When the historic Westmoreland County Courthouse was being built 100 years ago, Teffi Raimondo of Greensburg, an Italian immigrant, was among the workers painstakingly cutting and erecting the Maine granite used in the majestic structure.
So it's only fitting that the company run by his grandsons -- Nicholas, Bob and Tom Raimondo -- is restoring the exterior of the Greensburg landmark this summer by replacing the crumbling mortar between the granite blocks.
"It's really nice that four generations of my family have worked on such a monument with such heritage," Bob Raimondo said. "It's a beautiful landmark and it's a true privilege. You put your love into it."
The iconic dome and Italian Renaissance design, in addition to the marble walls and staircases and the sun-lit rotunda inside, makes the building one of the most beautiful courthouses in the state. At the top of a hill on Main Street, the lighted dome can be seen for miles at night.
"My grandfather came to Greensburg in 1901, and they started construction on the courthouse in 1903," said Bob Raimondo, 47, of Hempfield. "His new construction company was involved in the stone carving and laying the granite blocks. It took several years to construct.
"My father Arthur was involved in some maintenance work to the courthouse in the 1950s, and my two brothers and I did some caulking and preservation work in the 1980s and 1990s as well."
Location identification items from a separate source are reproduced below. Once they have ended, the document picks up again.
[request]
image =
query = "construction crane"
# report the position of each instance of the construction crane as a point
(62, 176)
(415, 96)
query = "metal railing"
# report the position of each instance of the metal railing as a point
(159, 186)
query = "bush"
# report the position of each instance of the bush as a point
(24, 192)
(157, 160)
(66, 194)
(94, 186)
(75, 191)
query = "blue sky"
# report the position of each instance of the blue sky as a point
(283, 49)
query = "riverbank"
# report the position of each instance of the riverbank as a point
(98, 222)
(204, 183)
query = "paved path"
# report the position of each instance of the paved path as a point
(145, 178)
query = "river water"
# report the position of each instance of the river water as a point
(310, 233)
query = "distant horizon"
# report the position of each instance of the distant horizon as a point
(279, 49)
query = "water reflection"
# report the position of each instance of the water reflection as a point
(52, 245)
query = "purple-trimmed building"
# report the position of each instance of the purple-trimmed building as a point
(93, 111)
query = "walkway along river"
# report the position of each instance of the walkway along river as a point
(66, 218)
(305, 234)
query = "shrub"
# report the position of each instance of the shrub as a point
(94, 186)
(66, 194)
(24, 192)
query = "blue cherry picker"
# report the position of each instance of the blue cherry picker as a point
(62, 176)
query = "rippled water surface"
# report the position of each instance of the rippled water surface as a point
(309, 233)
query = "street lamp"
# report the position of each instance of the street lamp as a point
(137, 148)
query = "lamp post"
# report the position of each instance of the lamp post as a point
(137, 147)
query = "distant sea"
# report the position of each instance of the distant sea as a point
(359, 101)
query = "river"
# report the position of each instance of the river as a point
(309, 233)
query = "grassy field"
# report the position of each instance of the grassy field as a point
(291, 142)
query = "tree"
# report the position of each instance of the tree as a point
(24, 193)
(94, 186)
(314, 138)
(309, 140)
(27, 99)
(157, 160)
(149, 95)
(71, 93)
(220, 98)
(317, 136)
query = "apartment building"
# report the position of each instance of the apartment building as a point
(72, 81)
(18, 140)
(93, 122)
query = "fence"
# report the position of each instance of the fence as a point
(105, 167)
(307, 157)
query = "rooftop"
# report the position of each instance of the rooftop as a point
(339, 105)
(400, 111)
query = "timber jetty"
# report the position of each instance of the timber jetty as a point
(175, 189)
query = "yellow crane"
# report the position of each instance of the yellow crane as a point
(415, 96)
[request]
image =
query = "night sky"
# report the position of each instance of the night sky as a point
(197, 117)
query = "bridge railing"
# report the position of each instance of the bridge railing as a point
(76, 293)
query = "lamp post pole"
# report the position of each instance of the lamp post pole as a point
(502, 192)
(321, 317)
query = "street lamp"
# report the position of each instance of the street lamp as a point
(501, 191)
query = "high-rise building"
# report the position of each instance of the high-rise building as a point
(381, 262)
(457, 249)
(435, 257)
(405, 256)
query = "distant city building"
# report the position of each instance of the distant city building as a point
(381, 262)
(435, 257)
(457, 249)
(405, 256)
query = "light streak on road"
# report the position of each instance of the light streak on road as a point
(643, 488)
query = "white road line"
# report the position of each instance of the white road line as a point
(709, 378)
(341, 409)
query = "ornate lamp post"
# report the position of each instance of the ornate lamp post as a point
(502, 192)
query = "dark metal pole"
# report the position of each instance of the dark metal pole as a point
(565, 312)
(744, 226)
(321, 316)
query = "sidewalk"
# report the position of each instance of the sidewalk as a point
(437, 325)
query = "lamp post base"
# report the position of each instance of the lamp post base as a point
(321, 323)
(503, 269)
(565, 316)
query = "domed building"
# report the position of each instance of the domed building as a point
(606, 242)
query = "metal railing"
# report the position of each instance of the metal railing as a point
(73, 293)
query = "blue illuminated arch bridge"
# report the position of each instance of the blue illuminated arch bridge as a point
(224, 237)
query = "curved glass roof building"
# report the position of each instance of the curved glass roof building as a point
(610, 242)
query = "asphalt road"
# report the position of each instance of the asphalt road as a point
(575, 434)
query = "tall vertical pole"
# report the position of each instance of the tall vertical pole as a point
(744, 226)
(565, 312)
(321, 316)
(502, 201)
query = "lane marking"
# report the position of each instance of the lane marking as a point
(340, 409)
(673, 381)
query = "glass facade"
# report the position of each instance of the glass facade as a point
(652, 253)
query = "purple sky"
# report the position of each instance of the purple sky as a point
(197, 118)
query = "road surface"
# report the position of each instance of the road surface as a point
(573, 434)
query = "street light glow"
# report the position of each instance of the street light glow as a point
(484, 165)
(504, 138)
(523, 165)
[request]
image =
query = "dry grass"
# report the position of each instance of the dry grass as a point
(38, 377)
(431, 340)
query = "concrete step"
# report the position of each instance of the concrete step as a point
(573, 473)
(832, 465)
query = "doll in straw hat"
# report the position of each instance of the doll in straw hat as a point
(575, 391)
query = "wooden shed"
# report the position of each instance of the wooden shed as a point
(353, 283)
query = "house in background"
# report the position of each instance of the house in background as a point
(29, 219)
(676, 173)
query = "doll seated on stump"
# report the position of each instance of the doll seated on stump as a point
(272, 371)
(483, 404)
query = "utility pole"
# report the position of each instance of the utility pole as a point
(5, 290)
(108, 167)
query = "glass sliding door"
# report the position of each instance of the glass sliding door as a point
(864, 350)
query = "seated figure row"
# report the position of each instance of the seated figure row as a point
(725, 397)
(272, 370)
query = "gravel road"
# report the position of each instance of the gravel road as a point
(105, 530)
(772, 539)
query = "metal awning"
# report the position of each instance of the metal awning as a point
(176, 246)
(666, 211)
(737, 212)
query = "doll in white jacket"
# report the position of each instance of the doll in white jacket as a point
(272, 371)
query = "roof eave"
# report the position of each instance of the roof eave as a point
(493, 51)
Tyler Raimondo, 22, Bob's son, is supervising the five to eight workers on the Raimondo Construction Co. crew working on the courthouse.
Bob Raimondo said his father Arthur, 87, goes to the courthouse site a couple times a week to check on the work.
The family's company was awarded the $438,000 contract by county commissioners to replace the mortar in the original four-story section of the courthouse.
Greg McCloskey, the county's director of public works, said the project began at the end of March but has been plagued by rain. Last week, county commissioners extended the contract by one month to Aug. 31 to finish it.
While the gray granite blocks have withstood the test of time, the mortar between them has been crumbling for years, causing water leaks and damage to the judges' courtrooms and offices.
"We've been putting this project off for years," Commissioner Ted Kopas said. "But we had to do it. You get damage when you have water infiltration."
Mr. McCloskey said commissioners wanted to preserve the original look of the historic building.
"The original 'raised' mortar was rounded, and raised up, not like the indented mortar in between house bricks," he said. "And we made sure it would be the original gray color, too, so residents will see no difference."
The company is using the same mix as the original mortar, with the same grade of sand, and using some of the company's original tools.
It's an expensive job because it is so labor intensive. Workers had to drill out the crumbling quarter-inch of mortar between rows and rows of granite stone before replacing it.
"The four sides are done below the cornice," Bob Raimondo said. "We'll need a final crane to put up a new staircase by the dome. We're going to replace a steel staircase with an aluminum one that won't rust."
Mr. McCloskey said the contractor has been working around the judges' trial schedule to minimize noise.
County commissioners have been saving money for the project for nearly 10 years. The repointing work originally was scheduled to begin in 2006, but the bids came in so high that commissioners postponed the project.
The continuing leaks have taken their toll.
In 2008, chunks of the ceiling fell into a fourth-floor courtroom, requiring $34,000 to fix, including restoration to one of the original murals painted by a French artist.
Even courtrooms on the first floor have been damaged by water leaks and cracks in the plaster.
Mr. McCloskey said the fourth-floor courtrooms of Judges Al Bell, Chris Feliciani and Chris Scherer have sustained the worst water damage in recent years because of the decaying mortar.
In 2012, the county restored three female statues on the fourth-floor exterior of the courthouse as well.
As Mr. McCloskey said of the new mortar, "Hopefully, it will now last another 100 years."